Baca juga: Di Tengah Wabah Virus Corona, Mitsubishi SpaceJet Sukses Terbang Perdana
Dikutip dari Japantimes.co.jp (13/11/2020), disebutkan Mitsubishi Heavy Industries (MHI), induk dari manufaktur pesawat Mitsubishi Aircraft Cor telah mengumumkan untuk membekukan proyek SpaceJet.

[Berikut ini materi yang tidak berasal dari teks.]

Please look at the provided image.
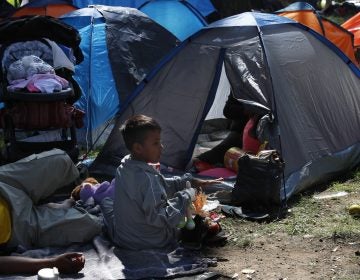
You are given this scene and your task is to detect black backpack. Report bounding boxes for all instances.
[232,150,285,212]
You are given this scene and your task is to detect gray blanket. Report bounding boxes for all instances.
[0,236,216,280]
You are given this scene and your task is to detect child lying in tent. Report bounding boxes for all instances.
[88,115,222,250]
[0,252,85,275]
[0,149,102,251]
[193,93,260,172]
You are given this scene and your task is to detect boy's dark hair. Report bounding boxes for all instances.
[120,115,161,151]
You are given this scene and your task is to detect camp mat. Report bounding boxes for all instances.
[0,236,216,280]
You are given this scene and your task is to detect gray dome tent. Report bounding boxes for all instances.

Pangkal musbab yang mengemuka adalah penuruan perjalanan udara yang disebabkan oleh pandemi Covid-19.
Dengan pembeluan proyek tersebut, anggaran untuk SpaceJet akan dipotong menjadi 20 miliar yen untuk tiga tahun mulai April 2021 – sekitar satu per dua puluh dari 370 miliar yen yang dialokasikan untuk proyek dari tahun fiskal 2018 hingga tahun fiskal 2020, yang berakhir pada Maret tahun depan. “Kami menyampaikan permintaan maaf yang mendalam (kepada klien) bahwa pengembangan SpaceJet telah tertunda,” ujar Presiden MHI Seiji Izumisawa dalam konferensi pers online.
SpaceJet telah diluncurkan pada 2008 sebagai proyek Mitsubishi Regional Jet (MRJ). Pengiriman pertamanya, yang semula direncanakan pada 2013, telah tertunda enam kali. Sejauh ini, proyek tersebut telah menerima pendanaan sekitar 1 triliun yen, termasuk uang dari kas negara.

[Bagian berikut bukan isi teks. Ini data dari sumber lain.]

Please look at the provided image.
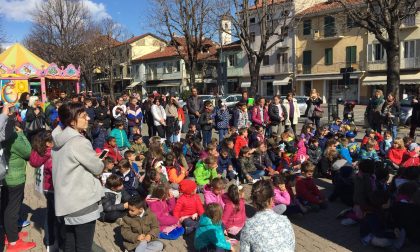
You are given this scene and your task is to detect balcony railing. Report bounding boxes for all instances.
[297,61,365,74]
[313,27,344,41]
[367,57,420,71]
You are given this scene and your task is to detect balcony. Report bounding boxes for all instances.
[367,58,420,71]
[313,27,344,42]
[297,61,365,74]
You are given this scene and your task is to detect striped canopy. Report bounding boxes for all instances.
[0,43,49,69]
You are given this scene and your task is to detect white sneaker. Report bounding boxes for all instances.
[341,218,357,226]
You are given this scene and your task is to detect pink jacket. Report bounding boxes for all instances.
[222,194,246,229]
[146,198,178,231]
[203,185,225,208]
[251,106,270,126]
[274,187,290,206]
[29,148,54,191]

Namun, dari kabar yang berkembang, ternyata keputusan untuk meng-grounded proyek SpaceJet tak meluku karena Covid-19. Masih dari sumber yang sama, dikatakan Mitsubishi Aircraft yang berbasis di Toyoyama, Prefektur Aichi, melakukan sejumlah kesalahan perhitungan yang menyebabkan efek bola salju dalam proses produksi. Isu yang mengemuka adalah bahwa perusahaan tersebut “terlalu yakin” bahwa mereka akan mampu membuat semua komponen pesawat sendiri.
Saat perusahaan mengumumkan penundaan pengiriman pertama pada tahun 2010, seorang eksekutif Boeing telah menyarankan agar Mitsubishi Aircraft menggunakan kokpit dari Boeing 737, yang digunakan untuk jet penumpang yang lebih kecil, untuk jet penumpang regionalnya. Tetapi eksekutif Mitsubishi Aircraft menolak tawaran tersebut, bertahan dengan ide untuk memproduksi seluruh pesawat sendiri. Dengan berbagai instrumen dan perangkat komunikasi yang dipasang di kokpit, membuat SpaceJet tampil eksklusif, yang pada akhirnya menyulitkan pengujian dan intergrasi semua perangkat.
Mengadopsi teknologi kokpit dari pabrikan pesawat besar yang sudah digunakan di seluruh dunia akan menghemat banyak waktu dan uang. Ini akan mengurangi jam pelatihan untuk pilot dan kru pemeliharaan, dan memungkinkan mereka untuk lebih cepat terbiasa dengan fungsi kendali pesawat.
Baca juga: Belum Tuntas Soal Regulasi, Boeing Kembali Temukan Masalah di 737 MAX
Kemudian masih ada masalah pada sistem kabel listrik, dimana semuanya terkonsentrasi di satu bagian pesawat. Setelah otoritas AS menunjukkan masalah tersebut ke Kementerian Tanah, Infrastruktur, Transportasi, dan Pariwisata Jepang, Kementerian tersebut menginstruksikan Mitsubishi Aircraft untuk membagi sistem kabel, dan alhasil pabrikan terpaksa mengerjakan ulang lebih dari 23.000 komponen kabel. Pengkabelan pada seluruh sistem pesawat, seperti merevisi pembuluh darah atau sama saja dengan membuat pesawat dari awal.